Microglia in rat. Cerebellar molecular layer in red, stained with antibody to IBA1/AIF1. Bergmann glia processes are shown in green, DNA in blue.

There is growing evidence supporting a role for inflammation in Alzheimer’s disease progression. Here at Manchester, a collaboration between many principal investigators and their respective groups, collectively known as  the Brain Inflammation Group, are investigating the role that neuroinflammation has in disease progression and how it can be targeted therapeutically.

Of particular interest to many researchers within the group is the NLRP3 inflammasome. Inflammasomes are multiprotein complexes that coordinate inflammatory responses by activating the pro-inflammatory cytokines interleukin-1b (IL-1b) and IL-18 in response to pathogens and sterile stressors. The NLRP3 inflammasome is the best characterised inflammasome and is a key player in the sterile inflammatory response, regulating inflammation in many neurodegenerative disorders. For example, NLRP3 recognises amyloid oligomers to trigger neuroinflammation in Alzheimer’s Disease. The NLRP3 inflammasome has been suggested as a promising target for anti-inflammatory drugs, given its involvement in multiple neurological conditions including multiple sclerosis, Alzheimer’s Disease, and epilepsy.

Targeting the inflammasome

Jack Rivers-Auty, a  BBSRC Future Leader Research Fellow in the Brain Inflammation Group, wrote an excellent blog explaining the story that led to a class of non-steroidal anti-inflammatory drugs (NSAIDs)  known as the fenamates being identified as a potential therapeutic for Alzheimer’s Disease. The hypothesis that  these non-classical NSAIDs have inhibitory activity on the NLRP3 inflammasome was first tested by PhD student Mike Daniels, who recently graduated. Following on from this, Auty and his colleagues tested mefenamic acid in a mouse model of Alzheimer’s Disease and found that  brain inflammation was reduced and memory loss reversed.
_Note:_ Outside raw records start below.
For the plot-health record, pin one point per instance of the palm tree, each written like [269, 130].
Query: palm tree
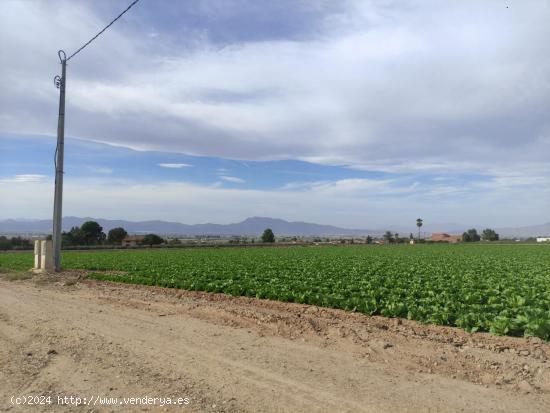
[419, 224]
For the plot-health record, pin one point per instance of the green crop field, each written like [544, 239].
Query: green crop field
[504, 289]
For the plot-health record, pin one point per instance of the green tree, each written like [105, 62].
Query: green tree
[116, 235]
[152, 239]
[471, 236]
[489, 234]
[268, 235]
[5, 243]
[92, 233]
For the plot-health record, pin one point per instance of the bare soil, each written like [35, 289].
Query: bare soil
[63, 335]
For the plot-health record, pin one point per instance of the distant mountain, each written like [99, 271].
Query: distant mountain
[525, 232]
[253, 226]
[250, 226]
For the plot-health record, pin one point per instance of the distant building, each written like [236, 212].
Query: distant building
[132, 240]
[441, 236]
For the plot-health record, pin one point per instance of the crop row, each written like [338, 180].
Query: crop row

This was incredibly exciting as this class of drugs have been used for pain relief in the clinic for years and as such are FDA approved, meaning the time it would take to validate and approve these drugs for clinical use would be greatly reduced.
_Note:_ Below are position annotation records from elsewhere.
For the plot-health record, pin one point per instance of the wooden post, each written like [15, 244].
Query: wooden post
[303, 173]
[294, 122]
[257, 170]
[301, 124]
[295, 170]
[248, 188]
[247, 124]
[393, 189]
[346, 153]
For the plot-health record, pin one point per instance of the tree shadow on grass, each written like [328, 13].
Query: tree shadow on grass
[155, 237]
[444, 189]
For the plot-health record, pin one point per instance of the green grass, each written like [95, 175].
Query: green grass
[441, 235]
It is clear that the Brain Inflammation Group are producing exciting research and PhD students within the group are heavily involved in their success. In the last month, a paper revealing the role of chloride ions in regulating the NLRP3 inflammasome was published, and earlier this year  the group revealed their characterised tool kit for the interrogation of NLRP3 inflammasome-dependent responses. In addition to this, three 1st year PhD students recently published a comprehensive review covering the NLRP3 inflammasome and its potential as a drug target. The review, written by Tessa Swanton and James Cook of the Division of Neuroscience and Experimental Psychology, and James Beswick, based in the Division of Pharmacy and Optometry, recently made the front page of SLAS Discovery.

The group’s research brings together expertise in a number of different diseases such as stroke and Alzheimer’s Disease, as well as providing a wide variety of skills and knowledge in different areas, including the involvement of medicinal chemists to allow the targeted development of new small molecule drugs. This collaborative effort has allowed significant progress to be made in the field of neuroinflammation and brain disorders.

The recent flurry of neuroinflammation research may not provide strong evidence that we should be eating chicken tikka masala for dinner every night… Nevertheless, it is certainly encouraging and suggests that therapeutic strategies to tackle these devastating disorders may be on the horizon.